‘A Toyota’s a Toyota’ and a Palindrome

Why does racecar spelled backwards spell racecar

Writing is an enjoyable experience in part because it allows one to express oneself from a comfortable chair without talking loud and waving one’s hands around like a karate instructor at an audience to make a point. In short, some of us focus better writing than speaking because public speaking makes some of us feel as though we’re about to pee on our shoes, pass out or start laughing hysterically for no apparent reason.

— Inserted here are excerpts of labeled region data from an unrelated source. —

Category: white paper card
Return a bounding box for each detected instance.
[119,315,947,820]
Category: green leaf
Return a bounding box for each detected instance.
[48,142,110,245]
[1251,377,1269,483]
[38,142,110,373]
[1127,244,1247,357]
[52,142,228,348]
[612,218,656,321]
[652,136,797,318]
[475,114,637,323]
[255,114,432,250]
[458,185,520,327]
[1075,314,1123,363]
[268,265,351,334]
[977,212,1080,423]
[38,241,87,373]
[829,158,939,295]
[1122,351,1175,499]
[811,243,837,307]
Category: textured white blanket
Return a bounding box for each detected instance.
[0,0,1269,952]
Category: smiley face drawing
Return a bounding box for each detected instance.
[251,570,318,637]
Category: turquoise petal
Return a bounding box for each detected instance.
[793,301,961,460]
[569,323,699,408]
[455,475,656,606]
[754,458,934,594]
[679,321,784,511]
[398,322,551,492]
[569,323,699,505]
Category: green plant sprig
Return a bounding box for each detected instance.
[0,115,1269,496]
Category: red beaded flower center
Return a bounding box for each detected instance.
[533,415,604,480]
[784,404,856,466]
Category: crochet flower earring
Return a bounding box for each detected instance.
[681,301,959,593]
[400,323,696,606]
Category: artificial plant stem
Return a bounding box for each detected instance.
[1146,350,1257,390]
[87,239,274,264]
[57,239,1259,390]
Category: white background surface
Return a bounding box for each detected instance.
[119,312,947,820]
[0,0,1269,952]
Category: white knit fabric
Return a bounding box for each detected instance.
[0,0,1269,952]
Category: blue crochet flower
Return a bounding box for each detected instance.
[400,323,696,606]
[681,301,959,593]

Spelling bees and etymology notwithstanding, the letter unit arrangements of common words contain interesting and sometimes fun coincidence. For example, palindromic words are English words that are spelled the same forwards or backwards. Some examples of palindromic words are redivider, noon, civic, radar, level, rotor, kayak, reviver, racecar, redder, madam, and refer. Use of the English language – created in the shadow of Latin – widened in the 15th century and became accepted by the ruling class. Question is, are palindromic words just serendipitous coincidence or part of a grander scheme to make 21st century writers ponder the intentions of century-old wordsmiths. Palindromes also occur in phrase form, some quite lengthy. For example:

“Eva, can I stab bats in a cave?”, “Mr. Owl ate my metal worm”, “Was it a car or a cat I saw?”, “A nut for a jar of tuna”, “Do geese see God?”, “Ma is as selfless as I am”, “On a clover, if alive erupts a vast pure evil, a fire volcano”, “Dammit, I’m mad!”,”Dog, as a devil deified, lived as a god.”, “Not so, Boston.”,”A Toyota‘s a Toyota”, “Go hang a salami, I’m a lasagna hog”, “A Santa lived as a devil at NASA”, and “An igloo! Cool, Gina!”

It’s not hard to imagine some Anglo scholar in 1396 incidentally creating the phrase “Dam it, I’m mad!” which is spelled the same both ways, but it’s really difficult to imagine anyone accidently coming up with, “Go hang a salami, I’m a lasagna hog” as a palindromic phrase -and just as unlikely the phrase “dog, as a devil deified, lived as a god” was created unintentionally. But, who knows?

When a writer stops pondering palindromic words and phrases and is ready to get back to writing his or her best-selling novel, it’s important not to get tripped up by semordnilap, another strange phenomenon of etymology. Semordnilap (palindromes spelled backward) is the name coined for words that spell a different word in reverse. In this case, the spellmaster whom coined the word Semordnilap is documented to be Martin Gardner according to the book Oddities and Curiosities of Words and Literature. An example of semordnilap is the word repaid, which is diaper spelled backward. Eight letter semordnilap include, “stressed” (“desserts”) and “rewarder” (“redrawer,” one who redraws). Other shorter examples are “deliver” (“reviled”), Zeus (“Suez”), and “swap” (“paws”).

In the case of severe insomnia one can delve into Him Semordnilaps, half-palindromes, reversgrams, mynoretehs, or anadromes, however for a small price over-the-counter sleeping pills might be quicker and less painful. Still, it is “never odd or even” unusual to employ palindromic words and phrases in one’s writings. After all, “Rise to vote, sir” was featured in an episode of The Simpsons.